Problem #8: In the lab, a classification tree was applied to the Carseats data set after converting Sales into a qualitative response variable. Now we will seek to predict Sales using regression trees and related approaches, treating the response as a quantitative variable.

(d) Use the bagging approach in order to analyze this data. What test MSE do you obtain? Use the importance() function to determine which variables are most important.

(e) Use random forests to analyze this data. What test MSE do you obtain? Use the importance() function to determine which variables are most important. Describe the effect of m, the number of variables considered at each split, on the error rate obtained.

Problem #10: We now use boosting to predict Salary in the Hitters data set.

(a) Remove the observations for whom the salary information is unknown, and then log-transform the salaries.

(b) Create a training set consisting of the first 200 observations, and a test set consisting of the remaining observations.

(c) Perform boosting on the training set with 1,000 trees for a range of values of the shrinkage parameter λ. Produce a plot with different shrinkage values on the x-axis and the corresponding training set MSE on the y-axis.

(d) Produce a plot with different shrinkage values on the x-axis and the corresponding test set MSE on the y-axis.

(e) Compare the test MSE of boosting to the test MSE that results from applying two of the regression approaches seen in Chapters 3 and 6.

(f) Which variables appear to be the most important predictors in the boosted model?

(g) Now apply bagging to the training set. What is the test set MSE for this approach?

Problem 11.4

Galit's Book p. 294

Direct Mailing to Airline Customers. East-West Airlines has entered into a partnership with the wireless phone company Telcon to sell the latter’s service via direct mail. The file EastWestAirlinesNN.csv Download EastWestAirlinesNN.csv contains a subset of a data sample of who has already received a test offer. About 13% accepted.

You are asked to develop a model to classify East-West customers as to whether they purchase a wireless phone service contract (outcome variable Phone_Sale). This model will be used to classify additional customers.

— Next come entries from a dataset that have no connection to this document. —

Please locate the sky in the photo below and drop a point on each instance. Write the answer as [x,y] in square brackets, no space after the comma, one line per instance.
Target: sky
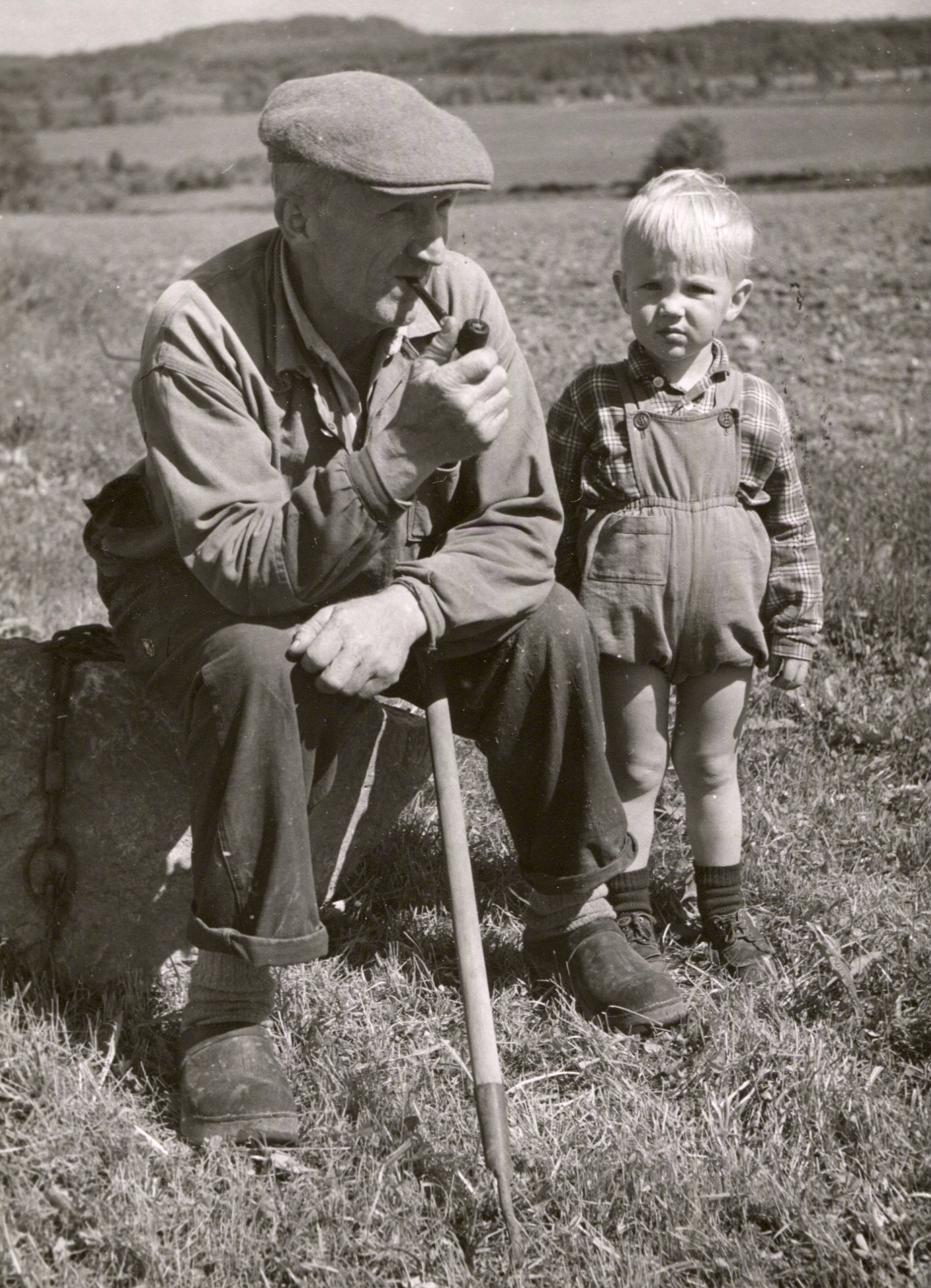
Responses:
[64,26]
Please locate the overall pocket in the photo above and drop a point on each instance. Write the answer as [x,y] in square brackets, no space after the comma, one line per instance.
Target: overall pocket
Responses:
[627,548]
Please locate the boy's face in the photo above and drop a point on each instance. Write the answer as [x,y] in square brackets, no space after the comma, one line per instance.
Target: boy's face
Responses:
[675,307]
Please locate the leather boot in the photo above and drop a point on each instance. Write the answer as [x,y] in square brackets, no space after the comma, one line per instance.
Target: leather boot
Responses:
[233,1086]
[607,978]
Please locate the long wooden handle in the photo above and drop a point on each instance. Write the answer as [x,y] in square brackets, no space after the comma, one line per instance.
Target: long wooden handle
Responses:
[483,1049]
[465,918]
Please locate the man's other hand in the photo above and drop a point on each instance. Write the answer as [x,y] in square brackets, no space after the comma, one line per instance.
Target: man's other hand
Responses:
[360,647]
[787,673]
[452,409]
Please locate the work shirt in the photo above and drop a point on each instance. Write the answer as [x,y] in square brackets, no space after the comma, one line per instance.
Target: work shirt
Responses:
[591,457]
[258,458]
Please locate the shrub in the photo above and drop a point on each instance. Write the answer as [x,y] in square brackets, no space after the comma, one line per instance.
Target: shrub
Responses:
[694,142]
[20,164]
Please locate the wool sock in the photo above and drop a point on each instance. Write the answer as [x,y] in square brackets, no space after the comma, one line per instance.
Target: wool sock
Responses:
[554,914]
[720,890]
[226,989]
[630,893]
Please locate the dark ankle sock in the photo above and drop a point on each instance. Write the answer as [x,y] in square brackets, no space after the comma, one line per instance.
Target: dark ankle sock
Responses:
[630,893]
[720,890]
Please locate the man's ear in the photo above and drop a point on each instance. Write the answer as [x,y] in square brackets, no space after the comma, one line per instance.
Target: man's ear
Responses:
[294,220]
[620,280]
[738,298]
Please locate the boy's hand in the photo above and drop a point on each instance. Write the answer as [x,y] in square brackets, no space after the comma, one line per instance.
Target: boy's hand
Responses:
[788,673]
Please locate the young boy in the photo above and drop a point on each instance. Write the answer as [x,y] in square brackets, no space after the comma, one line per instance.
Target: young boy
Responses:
[689,543]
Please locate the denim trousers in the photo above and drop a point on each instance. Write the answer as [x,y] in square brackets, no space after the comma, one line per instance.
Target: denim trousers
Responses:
[259,743]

1. Run a neural net model on these data, using a single hidden layer with 5 nodes. Remember to first convert categorical variables into dummies and scale numerical predictor variables to a 0-1 (use function preprocess() with method=“range” - see Chapter 7). Generate a deciles-wise lift chart for the training and validation sets. Interpret the meaning (in business terms) of the leftmost bar of the validation decile- wise lift chart.

2. Comment on the difference between the training and validation lift charts.

3. Run a second neural net model on the data, this time setting the number of hidden nodes to 1. Comment now on the difference between this model and the model you ran earlier, and how overfitting might have affected results.

4. What sort of information, if any, is provided about the effects of the various variables?

Exercise 10.7: Problem 9

ISLR p.417

9. Consider the USArrests data. We will now perform hierarchical clustering on the states.

(a) Using hierarchical clustering with complete linkage and Euclidean distance, cluster the states.

(b) Cut the dendrogram at a height that results in three distinct clusters. Which states belong to which clusters?

(c) Hierarchically cluster the states using complete linkage and Euclidean distance, after scaling the variables to have standard deviation one.

(d) What effect does scaling the variables have on the hierarchical clustering obtained? In your opinion, should the variables be scaled before the inter-observation dissimilarities are computed? Provide a justification for your answer.